Photo Source: https://eaes.uic.edu/about/land-acknowledgement/

The Chicago American Indian Community Collaborative (CAICC) land acknowledgment reads: “Chicago is the traditional homeland of the Council of the Three Fires: The Odawa, Ojibwe and Potawatomi Nations. Many other Tribes like the Miami, Ho-Chunk, Menominee, Sac and Fox also called this area home. Located at the intersection of several great waterways, the land naturally became a site of travel and healing for many Tribes. American Indians continue to call this area home and now Chicago is home to the sixth-largest Urban American Indian community that still practices their heritage, traditions and care for the land and waterways. Today, Chicago continues to be a place that calls many people from diverse backgrounds to live and gather here. Despite the many changes the city has experienced, our American Indian community sees the importance of the land and this place that has always been a city home to many diverse backgrounds and perspectives.”

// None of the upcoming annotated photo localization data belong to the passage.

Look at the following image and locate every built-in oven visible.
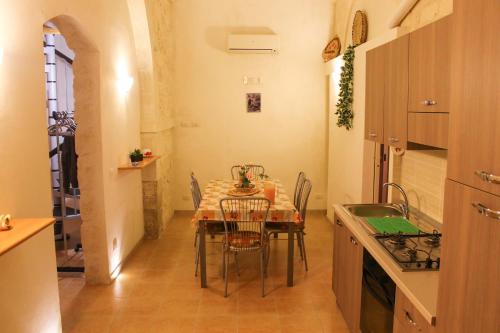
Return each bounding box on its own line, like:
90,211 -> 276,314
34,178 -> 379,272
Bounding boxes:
360,249 -> 396,333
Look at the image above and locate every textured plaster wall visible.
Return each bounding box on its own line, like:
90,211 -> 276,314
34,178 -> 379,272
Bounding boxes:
0,0 -> 144,289
173,0 -> 334,210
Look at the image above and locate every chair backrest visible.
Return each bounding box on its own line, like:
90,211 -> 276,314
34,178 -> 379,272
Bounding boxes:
219,197 -> 271,250
190,172 -> 202,210
230,165 -> 240,180
298,179 -> 312,223
231,164 -> 265,180
293,171 -> 306,209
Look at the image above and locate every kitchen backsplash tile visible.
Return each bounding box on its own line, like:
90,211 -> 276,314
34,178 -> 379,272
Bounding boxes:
390,149 -> 447,223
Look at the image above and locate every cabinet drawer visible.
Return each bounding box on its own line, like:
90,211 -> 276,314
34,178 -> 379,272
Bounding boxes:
408,113 -> 448,149
394,288 -> 433,333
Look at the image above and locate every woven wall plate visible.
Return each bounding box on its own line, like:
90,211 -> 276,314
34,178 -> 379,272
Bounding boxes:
322,36 -> 341,62
352,10 -> 368,46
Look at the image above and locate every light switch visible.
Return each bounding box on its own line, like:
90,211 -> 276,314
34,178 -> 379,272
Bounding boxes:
243,76 -> 261,85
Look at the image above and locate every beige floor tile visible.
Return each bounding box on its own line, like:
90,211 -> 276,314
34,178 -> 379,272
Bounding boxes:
59,211 -> 349,333
238,314 -> 282,333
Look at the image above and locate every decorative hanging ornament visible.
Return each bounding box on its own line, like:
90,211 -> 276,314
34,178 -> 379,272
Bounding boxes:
322,36 -> 341,62
352,11 -> 368,46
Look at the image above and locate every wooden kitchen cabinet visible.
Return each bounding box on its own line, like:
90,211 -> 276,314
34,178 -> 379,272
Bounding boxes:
365,44 -> 386,143
407,113 -> 448,149
408,16 -> 451,113
394,287 -> 434,333
447,0 -> 500,196
332,217 -> 363,333
436,180 -> 499,333
383,35 -> 408,149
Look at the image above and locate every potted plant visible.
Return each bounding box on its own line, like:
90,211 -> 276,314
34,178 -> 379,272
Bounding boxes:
129,149 -> 143,166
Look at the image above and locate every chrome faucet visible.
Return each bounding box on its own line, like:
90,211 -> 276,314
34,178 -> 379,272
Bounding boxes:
383,183 -> 410,219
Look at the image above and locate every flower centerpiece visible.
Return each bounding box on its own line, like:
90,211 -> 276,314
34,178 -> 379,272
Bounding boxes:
238,165 -> 254,188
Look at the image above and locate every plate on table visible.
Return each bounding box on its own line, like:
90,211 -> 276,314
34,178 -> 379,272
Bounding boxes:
227,188 -> 260,197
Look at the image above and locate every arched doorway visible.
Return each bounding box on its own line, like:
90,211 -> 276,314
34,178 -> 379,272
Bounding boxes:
44,16 -> 110,284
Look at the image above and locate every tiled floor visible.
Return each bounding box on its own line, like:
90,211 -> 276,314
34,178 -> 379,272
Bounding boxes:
58,211 -> 350,333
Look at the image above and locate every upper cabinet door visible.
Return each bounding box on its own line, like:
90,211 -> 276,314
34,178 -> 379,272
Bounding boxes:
365,45 -> 386,143
408,16 -> 451,113
447,0 -> 500,196
384,35 -> 409,149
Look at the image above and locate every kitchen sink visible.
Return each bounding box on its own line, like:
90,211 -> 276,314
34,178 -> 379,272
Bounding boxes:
344,204 -> 404,218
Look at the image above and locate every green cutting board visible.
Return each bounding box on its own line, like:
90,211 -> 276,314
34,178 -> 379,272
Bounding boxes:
365,217 -> 420,234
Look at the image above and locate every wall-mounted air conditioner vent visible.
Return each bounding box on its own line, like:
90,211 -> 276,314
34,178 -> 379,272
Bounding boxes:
227,34 -> 280,54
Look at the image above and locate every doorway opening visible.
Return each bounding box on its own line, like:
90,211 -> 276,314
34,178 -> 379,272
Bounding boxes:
44,22 -> 84,274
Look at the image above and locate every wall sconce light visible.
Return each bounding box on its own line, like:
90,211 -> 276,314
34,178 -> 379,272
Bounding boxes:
117,76 -> 134,95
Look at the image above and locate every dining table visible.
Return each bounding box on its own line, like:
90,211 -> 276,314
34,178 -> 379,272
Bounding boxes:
195,179 -> 300,288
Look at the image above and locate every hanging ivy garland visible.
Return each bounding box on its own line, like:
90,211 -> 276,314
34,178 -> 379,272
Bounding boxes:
335,45 -> 355,130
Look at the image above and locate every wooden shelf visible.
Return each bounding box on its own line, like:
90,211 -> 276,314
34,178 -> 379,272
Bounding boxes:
0,218 -> 55,256
118,156 -> 160,171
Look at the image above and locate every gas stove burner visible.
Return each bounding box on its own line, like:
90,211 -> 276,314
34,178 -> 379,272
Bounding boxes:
424,235 -> 440,247
403,248 -> 417,262
375,231 -> 441,271
423,230 -> 441,247
387,235 -> 407,248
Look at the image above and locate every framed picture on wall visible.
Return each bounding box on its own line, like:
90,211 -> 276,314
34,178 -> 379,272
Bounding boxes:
246,93 -> 261,113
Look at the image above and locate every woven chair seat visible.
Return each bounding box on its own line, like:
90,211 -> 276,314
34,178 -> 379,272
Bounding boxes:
224,231 -> 265,251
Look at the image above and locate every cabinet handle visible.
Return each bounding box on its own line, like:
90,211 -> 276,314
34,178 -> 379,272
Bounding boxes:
405,311 -> 417,326
368,132 -> 377,138
336,220 -> 343,227
389,137 -> 399,143
472,202 -> 500,220
421,99 -> 437,106
475,170 -> 500,185
350,236 -> 358,245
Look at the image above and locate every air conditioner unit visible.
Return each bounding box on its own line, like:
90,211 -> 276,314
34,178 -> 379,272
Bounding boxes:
227,34 -> 280,54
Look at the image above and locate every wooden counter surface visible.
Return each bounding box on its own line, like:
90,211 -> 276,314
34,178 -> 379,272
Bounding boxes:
334,204 -> 439,325
0,218 -> 55,256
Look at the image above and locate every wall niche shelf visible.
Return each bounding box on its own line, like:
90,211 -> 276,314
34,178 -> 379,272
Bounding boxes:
118,156 -> 160,171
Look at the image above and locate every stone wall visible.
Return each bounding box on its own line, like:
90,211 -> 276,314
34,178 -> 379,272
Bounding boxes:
141,0 -> 175,238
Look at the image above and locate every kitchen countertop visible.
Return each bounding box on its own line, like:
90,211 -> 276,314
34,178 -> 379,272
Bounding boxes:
0,218 -> 55,256
333,204 -> 439,325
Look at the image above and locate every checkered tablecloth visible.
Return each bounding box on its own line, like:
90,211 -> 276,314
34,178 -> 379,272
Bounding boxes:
195,179 -> 299,223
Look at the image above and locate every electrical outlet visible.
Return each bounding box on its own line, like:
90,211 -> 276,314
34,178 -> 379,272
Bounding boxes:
113,238 -> 118,251
315,193 -> 324,200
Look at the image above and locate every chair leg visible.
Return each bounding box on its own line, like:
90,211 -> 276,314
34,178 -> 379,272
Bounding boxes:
221,247 -> 226,279
194,229 -> 198,247
265,241 -> 270,277
260,250 -> 265,297
300,232 -> 308,272
234,252 -> 240,276
297,232 -> 304,260
224,252 -> 229,297
195,236 -> 200,277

In our review of other land acknowledgments, we also want to share that the Zhigaagong (‘Zhi-Gaa-Goo’), now referred to as ‘Chicago,’ exists on the unceded, ancestral homeland of the Council of Three Fires: the Anishinaabeg (Ojibwe), Odawak (Odawa), and Bodéwadmik (Potawatomi). More than a dozen other Nations also have longstanding ties to this region, including the Kiash Matchitiwuk (Menominee); Jiwere (Otoe), Nutachi (Missouria), and Baxoje (Iowas); Hoocąk (Winnebago/Ho-Chunk); Meshkwahkîha (Meskwaki); Asâkîwaki (Sauk); Myaamiaki (Miami), Waayaahtanwaki (Wea), and Peeyankihšiaki (Piankashaw); Kiikaapoi (Kickapoo); and Inoka (Illini Confederacy). Long before colonization and settler arrival, these communities created sophisticated trade, transportation, and agriculture networks, forming a strong foundation upon which Chicago would later develop into a major metropolis. Despite centuries of forced removal, erasure, and oppression, Chicago today remains home to one of the largest urban Native populations in the United States, representing over 150 Indigenous Nations from across North America.

We do acknowledge critiques of land acknowledgments as performative gestures that can portray colonialism as a relic of the past, neglecting ongoing colonization and contemporary harm to Indigenous peoples. As the Society for the Study of Social Problems (SSSP) prepares to gather in Chicago, we ask our members to consider how our presence on this unceded territory and the ways in which social sciences, as products of Western epistemologies, have historically perpetuated colonization, Indigenous erasure, and the extraction of Indigenous knowledge without reciprocity.